Bilateral economic relations and co-investment across financial services, ICT and start-ups sectors were expected to get a boost as a result of Indian Prime Minister Narendra Modi’s debut visit to Bahrain this Saturday and Sunday.
Bahrain’s Economic Development Board (EDB) co-chief investment officer for financial services, ICT, start-ups and international offices David Parker told the GDN that India has been identified as one of the priority markets as part of Bahrain’s drive to develop an innovation-focused, knowledge-based economy leveraging fintech, artificial intelligence (AI), Internet of Things (IoT) and blockchain.
The EDB has 16 investment promotion offices around the world, of which three are in India; at the capital in New Delhi, the commercial hub Mumbai and the newest one in Bengaluru, widely known as India’s IT hub and ‘Silicon Valley’.
“We are hiring to expand our presence in Bengaluru so we can better target the ICT triangle that includes the cities of Hyderabad and Chennai,” he said.
He added that at least 12 new Indian businesses were expected to set up shop in Bahrain by the end of the year as a result of EDB’s outreach.
Underlining India’s importance, Khalid Humaidan, who will take over as EDB’s new chief executive from September 1, is expected to lead a road-show to India within a year of taking charge.
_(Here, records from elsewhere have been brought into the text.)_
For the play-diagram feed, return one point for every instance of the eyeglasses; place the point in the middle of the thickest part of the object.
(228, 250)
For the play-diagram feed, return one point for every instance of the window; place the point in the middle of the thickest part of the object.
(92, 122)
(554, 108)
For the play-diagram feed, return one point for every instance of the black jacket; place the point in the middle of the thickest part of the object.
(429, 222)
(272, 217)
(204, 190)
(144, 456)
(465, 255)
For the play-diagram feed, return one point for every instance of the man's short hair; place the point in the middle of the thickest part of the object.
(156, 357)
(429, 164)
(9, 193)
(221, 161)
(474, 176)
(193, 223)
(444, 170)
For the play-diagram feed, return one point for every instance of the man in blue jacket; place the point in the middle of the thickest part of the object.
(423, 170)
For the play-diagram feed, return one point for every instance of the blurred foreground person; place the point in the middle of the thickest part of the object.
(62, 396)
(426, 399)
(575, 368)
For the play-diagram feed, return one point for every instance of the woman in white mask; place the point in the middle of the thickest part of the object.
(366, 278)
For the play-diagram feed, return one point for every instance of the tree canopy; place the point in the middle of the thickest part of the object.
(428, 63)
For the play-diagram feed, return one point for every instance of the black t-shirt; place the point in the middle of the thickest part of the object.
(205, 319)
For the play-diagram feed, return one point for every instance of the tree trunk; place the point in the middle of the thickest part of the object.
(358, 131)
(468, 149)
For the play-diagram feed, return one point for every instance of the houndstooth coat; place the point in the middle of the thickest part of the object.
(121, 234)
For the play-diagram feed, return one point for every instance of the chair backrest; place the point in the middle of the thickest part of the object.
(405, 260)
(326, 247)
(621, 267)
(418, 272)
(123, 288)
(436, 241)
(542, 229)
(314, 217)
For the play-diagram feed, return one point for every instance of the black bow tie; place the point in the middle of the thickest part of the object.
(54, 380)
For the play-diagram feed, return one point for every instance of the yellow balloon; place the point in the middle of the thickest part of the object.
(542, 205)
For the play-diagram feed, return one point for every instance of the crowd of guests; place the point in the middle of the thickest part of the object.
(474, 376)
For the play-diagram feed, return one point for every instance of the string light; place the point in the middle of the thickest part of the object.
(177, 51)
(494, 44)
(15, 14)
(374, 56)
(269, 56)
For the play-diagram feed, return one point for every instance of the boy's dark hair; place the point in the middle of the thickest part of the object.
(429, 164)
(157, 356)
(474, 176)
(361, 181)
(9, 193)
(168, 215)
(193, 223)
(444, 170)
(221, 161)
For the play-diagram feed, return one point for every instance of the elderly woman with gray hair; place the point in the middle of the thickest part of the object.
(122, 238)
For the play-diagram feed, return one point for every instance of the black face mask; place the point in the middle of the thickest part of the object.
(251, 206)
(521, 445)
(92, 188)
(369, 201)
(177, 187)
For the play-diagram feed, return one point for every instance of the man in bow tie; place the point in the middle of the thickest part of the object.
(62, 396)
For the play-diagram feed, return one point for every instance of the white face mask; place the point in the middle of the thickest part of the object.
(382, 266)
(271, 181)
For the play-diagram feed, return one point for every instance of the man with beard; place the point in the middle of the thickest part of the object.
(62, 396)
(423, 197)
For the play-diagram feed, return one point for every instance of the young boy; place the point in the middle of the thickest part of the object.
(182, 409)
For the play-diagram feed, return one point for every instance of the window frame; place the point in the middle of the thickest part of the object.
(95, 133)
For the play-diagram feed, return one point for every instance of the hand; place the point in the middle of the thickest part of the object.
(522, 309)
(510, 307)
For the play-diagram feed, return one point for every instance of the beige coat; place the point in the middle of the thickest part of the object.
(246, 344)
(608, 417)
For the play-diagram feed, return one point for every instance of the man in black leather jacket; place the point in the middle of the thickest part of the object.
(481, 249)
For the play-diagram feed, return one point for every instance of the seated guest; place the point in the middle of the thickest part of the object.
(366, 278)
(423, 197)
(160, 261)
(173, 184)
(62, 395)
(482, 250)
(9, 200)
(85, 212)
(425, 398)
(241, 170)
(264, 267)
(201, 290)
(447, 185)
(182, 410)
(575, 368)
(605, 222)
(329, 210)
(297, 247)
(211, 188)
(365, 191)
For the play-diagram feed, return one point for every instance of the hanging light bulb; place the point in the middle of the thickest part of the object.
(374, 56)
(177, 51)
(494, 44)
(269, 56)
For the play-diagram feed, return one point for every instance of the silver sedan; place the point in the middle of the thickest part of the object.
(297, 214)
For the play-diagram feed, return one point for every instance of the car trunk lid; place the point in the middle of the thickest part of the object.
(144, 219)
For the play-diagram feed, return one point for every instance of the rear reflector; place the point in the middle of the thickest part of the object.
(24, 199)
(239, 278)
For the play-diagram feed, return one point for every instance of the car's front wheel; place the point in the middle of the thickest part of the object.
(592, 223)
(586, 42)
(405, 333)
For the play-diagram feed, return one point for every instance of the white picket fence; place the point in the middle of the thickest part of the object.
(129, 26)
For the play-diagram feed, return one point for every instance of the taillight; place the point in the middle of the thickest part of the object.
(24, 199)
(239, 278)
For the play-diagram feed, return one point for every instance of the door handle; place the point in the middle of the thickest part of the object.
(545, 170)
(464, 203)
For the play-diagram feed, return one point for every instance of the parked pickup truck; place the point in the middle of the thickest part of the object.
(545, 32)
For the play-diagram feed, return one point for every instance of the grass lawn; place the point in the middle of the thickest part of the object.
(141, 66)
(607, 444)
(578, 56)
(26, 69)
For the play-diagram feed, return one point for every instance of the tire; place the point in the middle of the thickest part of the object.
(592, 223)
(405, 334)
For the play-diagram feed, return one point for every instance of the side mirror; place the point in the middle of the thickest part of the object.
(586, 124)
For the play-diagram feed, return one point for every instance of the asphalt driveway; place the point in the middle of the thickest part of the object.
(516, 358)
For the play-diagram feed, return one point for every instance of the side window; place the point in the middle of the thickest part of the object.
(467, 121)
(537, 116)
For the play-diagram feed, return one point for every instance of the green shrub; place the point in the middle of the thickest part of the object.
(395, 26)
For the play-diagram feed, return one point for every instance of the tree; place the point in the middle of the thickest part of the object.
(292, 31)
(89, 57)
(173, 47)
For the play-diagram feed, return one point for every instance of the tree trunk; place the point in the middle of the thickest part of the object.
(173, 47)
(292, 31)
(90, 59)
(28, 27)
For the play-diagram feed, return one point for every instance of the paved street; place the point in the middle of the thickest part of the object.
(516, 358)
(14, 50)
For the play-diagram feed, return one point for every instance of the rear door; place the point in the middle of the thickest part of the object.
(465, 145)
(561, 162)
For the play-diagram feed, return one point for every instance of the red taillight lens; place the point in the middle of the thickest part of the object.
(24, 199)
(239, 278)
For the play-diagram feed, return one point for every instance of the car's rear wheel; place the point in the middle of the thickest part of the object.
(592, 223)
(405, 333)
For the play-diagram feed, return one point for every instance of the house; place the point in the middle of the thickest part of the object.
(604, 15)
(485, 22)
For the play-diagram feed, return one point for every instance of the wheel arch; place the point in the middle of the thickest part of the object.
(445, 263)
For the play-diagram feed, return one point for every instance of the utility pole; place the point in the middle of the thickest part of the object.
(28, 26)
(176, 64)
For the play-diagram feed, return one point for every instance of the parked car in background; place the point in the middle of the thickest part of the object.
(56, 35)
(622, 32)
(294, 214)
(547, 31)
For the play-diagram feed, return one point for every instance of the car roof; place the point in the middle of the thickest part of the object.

The EDB is also working on building fintech bridges with Indian states such as Maharashtra, where it signed two agreements last December, and Kerala, which is home to the majority of Indians living in Bahrain.
“Indians are convinced that Bahrain fully supports fintech’s lean, agile model with economic freedom and long-term stability that enables entrepreneurs to benefit from the region’s lowest operating costs,” said Mr Parker.
“We have made great strides in recent years to develop the start-up ecosystem with initiatives like the Al Waha Fund of Funds, the Bahrain Fintech Bay, launch of incubators and accelerators, and legal reforms like the new bankruptcy law.”
It is around 30 per cent cheaper overall to do business in Bahrain than in neighbouring hubs, while office real estate and employee costs are among the lowest in the GCC.
A delegation of 24 start-ups from Kerala attended the Start-up Bahrain Week earlier this year.
The businesses ranged from healthcare to cyber-security, fintech, travel and data management.
Indian Ambassador Alok Kumar Sinha has also highlighted the emerging opportunities between India and Bahrain in the arena of start-ups.
“India has actively pursued development of start-up ecosystem in the country and now has the third largest start-up ecosystem in the world,” he told the GDN.
“Start-ups have emerged as an important area with immense opportunities for greater collaboration between India and Bahrain.”
Investments in Gulf-based fintech start-ups are expected to reach $2 billion in the next decade, according to a recent study by Mena Research Partners (MRP).
The fintech market in India is likely to expand to $31bn in 2020, Amitabh Kant, chief executive of India’s economic planning authority Niti Aayog, had said in May.
Mr Kant said that India was the only country in the world with over a billion mobile connections and biometrics, providing enough scope for penetration of fintech technology.